Ensemble classification is an important branch and research focus in machine learning and pattern recognition. The current main paradigm of ensemble classification algorithms is based on same original samples, resulting in limited diversity between subsets. Therefore, it is particularly important to mine diverse and effective information from the original samples to build a multi-layer samples. However, samples are input into classifier for training one by one, or batch by batch in the existing ensemble algorithms. This ignores the potential value of correlation information among samples during base classifier training. To solve these problems, a new sample transformation model for ensemble classification - Hierarchical Manifold Sample Envelope Transformation Model (HMSET) is proposed. The model consists of three main parts. The first part is manifold sample enveloping model. It extracts local correlation among samples, thereby constructing manifold envelope samples. The second part is hierarchical sample envelope transformation model, which uses a variety of transformation operators and interlayer consistency to mine and constrain the correlation information among samples to enhance the diversity.
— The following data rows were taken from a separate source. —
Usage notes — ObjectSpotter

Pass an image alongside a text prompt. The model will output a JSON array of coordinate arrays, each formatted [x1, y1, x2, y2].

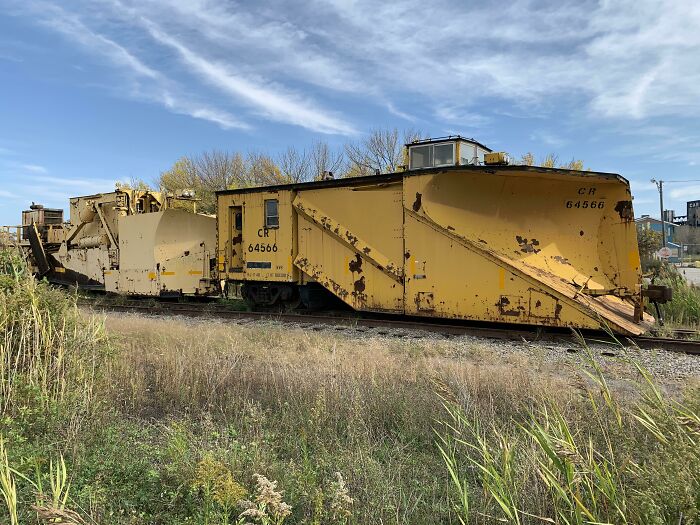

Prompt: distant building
[[635, 214, 676, 244], [686, 201, 700, 227]]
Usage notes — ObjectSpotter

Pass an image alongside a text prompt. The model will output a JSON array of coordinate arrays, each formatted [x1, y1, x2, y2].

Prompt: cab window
[[265, 199, 280, 228]]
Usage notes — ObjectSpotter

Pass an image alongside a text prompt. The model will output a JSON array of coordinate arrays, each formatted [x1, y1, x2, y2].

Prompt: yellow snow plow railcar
[[217, 137, 667, 334]]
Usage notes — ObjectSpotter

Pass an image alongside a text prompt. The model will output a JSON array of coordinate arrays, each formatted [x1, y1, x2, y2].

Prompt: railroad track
[[78, 299, 700, 355]]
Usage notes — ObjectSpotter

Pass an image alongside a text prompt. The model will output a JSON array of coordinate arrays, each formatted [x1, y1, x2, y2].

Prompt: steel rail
[[78, 299, 700, 355]]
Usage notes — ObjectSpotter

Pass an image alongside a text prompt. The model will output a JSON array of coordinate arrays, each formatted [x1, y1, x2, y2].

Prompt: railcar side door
[[228, 206, 245, 273]]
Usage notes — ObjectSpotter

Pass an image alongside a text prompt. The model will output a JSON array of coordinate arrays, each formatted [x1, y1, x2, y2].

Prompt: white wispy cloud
[[8, 0, 250, 129], [20, 164, 48, 173], [5, 0, 700, 143], [666, 184, 700, 201], [140, 17, 355, 135], [386, 102, 418, 122]]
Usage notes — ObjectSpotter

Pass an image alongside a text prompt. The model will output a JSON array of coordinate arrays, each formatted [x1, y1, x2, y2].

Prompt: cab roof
[[216, 165, 629, 195]]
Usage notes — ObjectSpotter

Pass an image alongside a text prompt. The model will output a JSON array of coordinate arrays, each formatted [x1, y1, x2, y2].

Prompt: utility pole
[[651, 179, 666, 248]]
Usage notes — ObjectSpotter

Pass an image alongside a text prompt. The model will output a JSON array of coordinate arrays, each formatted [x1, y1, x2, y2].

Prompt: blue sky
[[0, 0, 700, 224]]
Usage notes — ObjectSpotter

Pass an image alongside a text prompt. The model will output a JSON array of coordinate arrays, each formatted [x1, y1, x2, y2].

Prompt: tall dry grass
[[0, 250, 107, 415], [100, 315, 567, 523], [436, 352, 700, 525]]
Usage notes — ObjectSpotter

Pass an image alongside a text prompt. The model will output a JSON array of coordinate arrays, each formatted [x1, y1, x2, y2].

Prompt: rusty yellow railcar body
[[218, 149, 653, 334]]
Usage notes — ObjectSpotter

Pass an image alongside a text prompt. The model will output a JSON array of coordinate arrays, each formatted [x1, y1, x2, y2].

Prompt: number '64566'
[[566, 201, 605, 210], [248, 243, 277, 252]]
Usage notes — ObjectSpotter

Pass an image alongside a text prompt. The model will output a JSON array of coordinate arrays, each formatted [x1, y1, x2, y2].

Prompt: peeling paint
[[515, 235, 542, 253], [413, 192, 423, 211], [615, 201, 634, 222], [348, 253, 362, 273]]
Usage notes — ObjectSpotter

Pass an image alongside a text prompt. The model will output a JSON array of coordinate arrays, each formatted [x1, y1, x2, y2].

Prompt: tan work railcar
[[217, 138, 653, 334], [22, 189, 219, 296]]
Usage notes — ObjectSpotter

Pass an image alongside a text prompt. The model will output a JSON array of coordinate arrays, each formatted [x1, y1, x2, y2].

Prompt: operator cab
[[406, 135, 506, 170]]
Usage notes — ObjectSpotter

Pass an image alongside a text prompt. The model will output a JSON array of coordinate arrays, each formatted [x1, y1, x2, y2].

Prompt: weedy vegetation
[[0, 248, 700, 525]]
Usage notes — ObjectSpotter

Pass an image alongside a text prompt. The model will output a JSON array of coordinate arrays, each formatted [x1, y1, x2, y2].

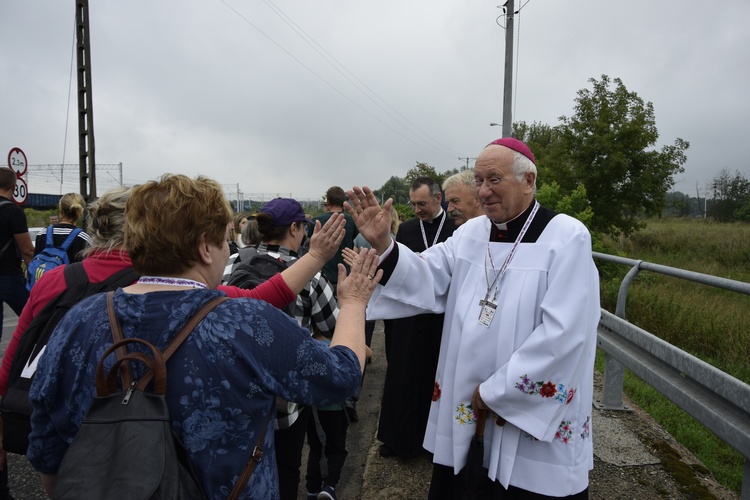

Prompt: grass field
[[598, 219, 750, 492]]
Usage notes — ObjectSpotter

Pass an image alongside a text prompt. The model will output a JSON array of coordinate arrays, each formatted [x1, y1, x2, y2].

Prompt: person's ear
[[523, 172, 536, 190], [198, 233, 213, 265]]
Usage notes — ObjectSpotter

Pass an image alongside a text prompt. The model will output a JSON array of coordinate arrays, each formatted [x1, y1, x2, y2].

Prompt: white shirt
[[367, 211, 600, 496]]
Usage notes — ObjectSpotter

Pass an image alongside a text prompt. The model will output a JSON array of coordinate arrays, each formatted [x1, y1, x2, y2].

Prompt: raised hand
[[307, 213, 346, 263], [341, 246, 359, 267], [337, 248, 383, 305], [344, 186, 393, 254]]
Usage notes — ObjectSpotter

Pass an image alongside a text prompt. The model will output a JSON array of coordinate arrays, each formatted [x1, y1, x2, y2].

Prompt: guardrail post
[[594, 354, 632, 410]]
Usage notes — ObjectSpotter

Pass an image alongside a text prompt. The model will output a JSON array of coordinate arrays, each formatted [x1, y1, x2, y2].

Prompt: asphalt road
[[0, 305, 738, 500]]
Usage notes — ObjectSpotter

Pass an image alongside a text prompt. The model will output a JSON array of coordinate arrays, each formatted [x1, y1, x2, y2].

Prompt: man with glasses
[[443, 170, 484, 226], [378, 177, 456, 458], [307, 186, 359, 293], [347, 137, 600, 500]]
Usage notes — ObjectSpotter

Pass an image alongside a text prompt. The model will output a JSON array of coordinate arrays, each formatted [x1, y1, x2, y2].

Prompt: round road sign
[[8, 148, 28, 177], [13, 177, 29, 205]]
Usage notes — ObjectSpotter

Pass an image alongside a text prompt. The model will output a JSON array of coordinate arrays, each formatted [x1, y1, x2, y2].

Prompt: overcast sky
[[0, 0, 750, 203]]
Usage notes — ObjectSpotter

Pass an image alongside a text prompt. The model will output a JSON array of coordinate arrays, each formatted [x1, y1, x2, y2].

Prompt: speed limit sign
[[8, 148, 28, 177], [13, 177, 29, 205]]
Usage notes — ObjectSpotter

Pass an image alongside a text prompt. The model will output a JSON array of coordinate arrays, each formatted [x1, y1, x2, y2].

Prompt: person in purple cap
[[347, 138, 600, 499], [255, 198, 339, 500]]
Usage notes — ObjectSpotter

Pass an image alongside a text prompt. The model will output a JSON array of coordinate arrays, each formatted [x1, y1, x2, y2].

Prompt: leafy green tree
[[552, 75, 689, 235], [708, 168, 750, 222], [536, 182, 594, 227], [664, 191, 695, 217]]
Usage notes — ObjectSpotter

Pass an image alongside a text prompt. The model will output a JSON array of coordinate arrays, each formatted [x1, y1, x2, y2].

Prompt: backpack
[[26, 225, 81, 291], [0, 262, 138, 455], [53, 292, 270, 500], [227, 253, 294, 317]]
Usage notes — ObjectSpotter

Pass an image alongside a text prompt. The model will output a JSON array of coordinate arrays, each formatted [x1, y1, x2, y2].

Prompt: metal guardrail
[[594, 252, 750, 500]]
The third part is two-dimensional fusion mechanism which fuse the final prediction results of the base classifiers. The 19 UCI datasets and several representative algorithms are used for validation. The results show that compared with the original samples, the proposed model improves the diversity of the sample subsets significantly. Compared with related ensemble classification algorithms, the proposed model has significantly better performance of ensemble classification.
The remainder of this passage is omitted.